The neophyte nearly left the jaws at the University of Pheonix sprawling to the ground with a resume reel fall-away bank shot that gave the Huskies a 70-65 edge with two minutes, 11 seconds to play.

Then, in the final 1:02, the fearless freshman showed the poise that resonated in his teammates. He hit all four of his free throw attempts, helping seal the deal.

With the win, the Huskies (31-6) punch a ticket to the final four in Motown for the first time since 2004, when a Ben Gordon, Emeka Okafor-led team brought a national championship to the Constitution State.

Walker gave an efficient account of himself, scoring a game-high 23 points and handing out five assists. At crucial transitions, Walker put the team on his back and made some eyebrow-lifting plays.
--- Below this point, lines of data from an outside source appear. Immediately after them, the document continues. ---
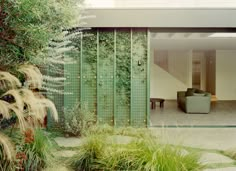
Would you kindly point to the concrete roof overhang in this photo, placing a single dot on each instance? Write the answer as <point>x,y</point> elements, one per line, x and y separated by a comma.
<point>163,18</point>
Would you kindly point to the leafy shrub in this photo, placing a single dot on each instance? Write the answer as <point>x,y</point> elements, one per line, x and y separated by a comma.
<point>89,153</point>
<point>78,120</point>
<point>34,150</point>
<point>97,153</point>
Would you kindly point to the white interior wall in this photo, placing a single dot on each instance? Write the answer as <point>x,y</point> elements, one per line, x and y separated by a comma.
<point>165,85</point>
<point>225,74</point>
<point>178,62</point>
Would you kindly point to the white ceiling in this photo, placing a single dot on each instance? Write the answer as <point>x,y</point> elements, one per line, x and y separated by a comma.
<point>190,41</point>
<point>160,3</point>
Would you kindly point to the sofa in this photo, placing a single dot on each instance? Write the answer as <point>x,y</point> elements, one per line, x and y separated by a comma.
<point>194,101</point>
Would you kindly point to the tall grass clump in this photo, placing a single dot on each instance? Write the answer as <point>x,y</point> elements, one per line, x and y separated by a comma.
<point>98,153</point>
<point>89,153</point>
<point>37,149</point>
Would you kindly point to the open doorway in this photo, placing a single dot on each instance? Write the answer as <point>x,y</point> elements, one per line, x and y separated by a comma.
<point>202,60</point>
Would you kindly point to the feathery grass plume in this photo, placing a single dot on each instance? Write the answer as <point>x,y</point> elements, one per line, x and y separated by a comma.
<point>7,148</point>
<point>49,104</point>
<point>91,150</point>
<point>8,80</point>
<point>19,104</point>
<point>5,109</point>
<point>36,105</point>
<point>33,75</point>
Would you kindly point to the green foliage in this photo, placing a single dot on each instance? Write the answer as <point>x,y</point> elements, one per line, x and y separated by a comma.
<point>88,154</point>
<point>78,120</point>
<point>27,26</point>
<point>38,151</point>
<point>98,153</point>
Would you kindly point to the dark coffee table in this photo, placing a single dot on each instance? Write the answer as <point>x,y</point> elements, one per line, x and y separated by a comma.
<point>154,100</point>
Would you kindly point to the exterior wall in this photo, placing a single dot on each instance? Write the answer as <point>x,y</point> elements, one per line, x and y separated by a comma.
<point>225,74</point>
<point>111,76</point>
The Huskies denied Missouri's quest for their first final four. The third-seeded team replicating the "40 minutes of hell" basketball branded by the Nolan Richardson-led Arkansas team of the 90s look like they had the Huskies.

Hasheem Thabeet, the Huskies' 7-foot-3 center, was mired in foul trouble. Missouri's vaunted pressure defense took Thabeet out of the picture early. After picking up his first foul, he was relegated to the bench. Six minutes later he returned, only to be whistled for another folly.

The Tigers, led by Leo Lyons and Matt Lawrence's 13 points apiece, used their hellfire, go-go offense to their advantage. They nearly ran the Huskies out of the gym in the second half, but Walker helped stave off the team that dumped 102 points on Memphis Thursday night.

Beyond Walker, A.J. Price, who thrives in the big-stage setting but handed the "show" keys to the formidable freshman, paced UConn with 18 points. Staney "Sticks" Robinson, the walking definition of feast-or-famine during the regular season (there was a search warrant out for the 6-foot-9 freakish athlete's game at one point), added 13 in 34 minutes of tick.

The Huskies kept the recruiting scandal sideshow back in Connecticut. The team that's hellbent on giving their longtime coach his third national championship looked survived to fight another day--this one on college basketball's grandest stage--on Saturday.

Calhoun, who has a history of getting defensive on topics of this subject, nearly admitted his gaffe in the way his team recruited since-expelled freshman Nate Miles.

"Do I know if any (mistake) has been made? No, I'm not making judgment one way or the other," said Calhoun prior to the contest.

"I truly believe that everything I have tried to do, I have done with a good, clean conscience and if we made a mistake, we'll find out about it. If we didn't, we will also find out about that...I have done this for 37 years."

UConn has had to hush haters all season.

They said they can't do this, they can't do that.

They said the loss of guard Jerome Dyson takes too much of the team's swagger and fast break life away. They said Thabeet can't respond to big game pressure, he puts the ball down on his way to the basket and hasn't established any refined back to the basket moves.

They said Jim Calhoun is overpaid and the Huskies blew the game of the century with their free throw shooting woes in a wild, 6OT loss to Syracuse in the Big East tournament.

Calhoun and the Huskies chose not to listen.

Now, with most of the adversity in the rear view, the Huskies head to Detroit with a ticket to a Monday night (and nothing else) on their minds.